Anderson v. Eiler

50 F. 775 | 3rd Cir. | 1892

Butler, District Judge.

The suit is for infringement of letters patent No. 19,827, granted to William Anderson, June 23, 1890, “for designs for mantels.” The mantels sold by the respondents are made after the complainant’s design, and are covered by his patent. They were purchased from Mershon, Brown & Co., who made them. Several defenses are set up, among them a license in Mershon, Brown & Co.; and as we think this is sustained by the proofs, we need not consider any other.

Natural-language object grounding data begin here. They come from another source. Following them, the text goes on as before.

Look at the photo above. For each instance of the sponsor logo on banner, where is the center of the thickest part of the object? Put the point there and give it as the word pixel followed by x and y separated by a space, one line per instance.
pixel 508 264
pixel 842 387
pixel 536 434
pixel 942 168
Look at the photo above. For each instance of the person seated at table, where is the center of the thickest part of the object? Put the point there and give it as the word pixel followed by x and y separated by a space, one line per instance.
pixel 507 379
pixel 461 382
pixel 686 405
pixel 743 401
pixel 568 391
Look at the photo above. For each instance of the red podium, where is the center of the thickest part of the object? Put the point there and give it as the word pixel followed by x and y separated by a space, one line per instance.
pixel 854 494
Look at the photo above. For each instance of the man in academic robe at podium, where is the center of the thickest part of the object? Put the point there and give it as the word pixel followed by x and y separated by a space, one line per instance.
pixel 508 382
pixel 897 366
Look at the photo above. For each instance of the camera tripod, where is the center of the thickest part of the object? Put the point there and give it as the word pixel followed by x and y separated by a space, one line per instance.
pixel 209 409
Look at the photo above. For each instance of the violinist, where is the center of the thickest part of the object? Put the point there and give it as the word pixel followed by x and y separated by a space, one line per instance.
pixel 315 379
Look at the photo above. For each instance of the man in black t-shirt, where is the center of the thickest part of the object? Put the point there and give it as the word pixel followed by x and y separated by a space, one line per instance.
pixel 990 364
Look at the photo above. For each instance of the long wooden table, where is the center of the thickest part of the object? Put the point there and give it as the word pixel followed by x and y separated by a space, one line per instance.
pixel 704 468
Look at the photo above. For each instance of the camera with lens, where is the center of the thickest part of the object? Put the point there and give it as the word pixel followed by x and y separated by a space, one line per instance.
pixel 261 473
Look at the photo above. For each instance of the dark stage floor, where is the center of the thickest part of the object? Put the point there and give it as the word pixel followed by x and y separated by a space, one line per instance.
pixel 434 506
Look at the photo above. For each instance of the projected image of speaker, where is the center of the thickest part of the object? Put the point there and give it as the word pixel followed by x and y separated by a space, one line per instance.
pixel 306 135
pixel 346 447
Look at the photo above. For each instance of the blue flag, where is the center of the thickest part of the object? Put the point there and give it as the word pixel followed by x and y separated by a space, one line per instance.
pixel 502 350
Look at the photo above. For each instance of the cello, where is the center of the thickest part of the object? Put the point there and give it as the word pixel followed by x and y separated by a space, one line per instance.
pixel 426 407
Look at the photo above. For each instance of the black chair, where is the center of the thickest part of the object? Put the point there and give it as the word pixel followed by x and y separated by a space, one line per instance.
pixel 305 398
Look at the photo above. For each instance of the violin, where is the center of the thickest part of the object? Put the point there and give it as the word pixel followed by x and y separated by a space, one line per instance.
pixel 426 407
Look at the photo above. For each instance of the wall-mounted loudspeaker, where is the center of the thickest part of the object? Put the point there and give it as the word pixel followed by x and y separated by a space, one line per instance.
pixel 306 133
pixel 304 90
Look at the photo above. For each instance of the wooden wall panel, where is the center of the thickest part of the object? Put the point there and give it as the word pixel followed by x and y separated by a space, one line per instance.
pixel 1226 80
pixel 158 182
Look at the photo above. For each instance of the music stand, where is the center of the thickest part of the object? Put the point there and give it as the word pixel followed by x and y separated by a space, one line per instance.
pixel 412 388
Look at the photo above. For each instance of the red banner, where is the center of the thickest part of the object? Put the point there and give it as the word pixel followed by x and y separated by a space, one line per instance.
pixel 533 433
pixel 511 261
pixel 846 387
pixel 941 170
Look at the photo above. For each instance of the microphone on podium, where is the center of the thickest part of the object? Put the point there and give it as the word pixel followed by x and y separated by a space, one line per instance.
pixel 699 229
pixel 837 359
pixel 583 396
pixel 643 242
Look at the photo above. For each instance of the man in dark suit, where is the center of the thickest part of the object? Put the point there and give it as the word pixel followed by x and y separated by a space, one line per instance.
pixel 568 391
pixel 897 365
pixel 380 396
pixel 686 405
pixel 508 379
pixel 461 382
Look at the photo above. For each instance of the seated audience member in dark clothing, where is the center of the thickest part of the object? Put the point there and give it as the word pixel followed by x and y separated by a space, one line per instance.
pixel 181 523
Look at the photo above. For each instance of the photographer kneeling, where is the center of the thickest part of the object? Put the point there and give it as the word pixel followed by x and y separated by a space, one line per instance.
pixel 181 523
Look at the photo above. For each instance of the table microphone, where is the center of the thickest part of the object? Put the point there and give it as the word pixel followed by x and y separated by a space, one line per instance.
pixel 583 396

It appears that Mershon, Brown & Co., wbo are manufacturers of mantels, wishing to use this design, (not then patented) purchased from Mr. Anderson (through an agent) two of his .mantels, as samples, for this purpose. The agent explicitly informed him of their object in the proposed purchase, as the proofs show, and as he admits. He thus sold the mantels with knowledge that the only object in purchasing was to copy and use his design, and did it without objecting to the use contemplated. The inference is therefore, we think, irresistible that he consented to this use. Whether he actually consented or not, however, the circumstances estop his denial. His silence at the time closes his mouth. If he did not mean to consent he should have said so. Such denial now, and a recovery of damages for infringement, would constitute a fraud. It is true that the sum paid for the mantels was not large; no more than the usual price for their common use. Whether it was disproportioned to the value of the special use mentioned depends upon the question whether a monopoly in the design was then contemplated by either party. Clearly Mershon, Brown & Co. did not contemplate it. They supposed the design was open to the public, and virtu*776ally declared so at the time. Whether Mr. Anderson then intended applying for a patent is not clear. He did subsequently, though somewhat tardily, apply. But whether the sum was disproportioned to the value of the special use is not important, in view of the fact that this use was distinctly in the minds of both parties, and that the money was paid and received on the basis of it.

We do not see any force in the suggestion that Mr. Anderson was constrained to sell by reason of Mershon, Brown & Co.’s, assertion that they could and would purchase elsewhere, for the purpose contemplated, if he refused. No deceit or force was employed. The assertion was true; others were selling the mantels. He was left free to sell or refuse. It may be implied from the evidence that he hesitated, and considered the consequences before deciding. He must have known that if he refused, and the samples were obtained elsewhere and his rights violated, the law would afford him protection; and the fact that he did so hesitate and consider before selling lends additional strength to the inference that he consented to the use contemplated, in consideration of the price received.

The decree of the circuit court is therefore affirmed.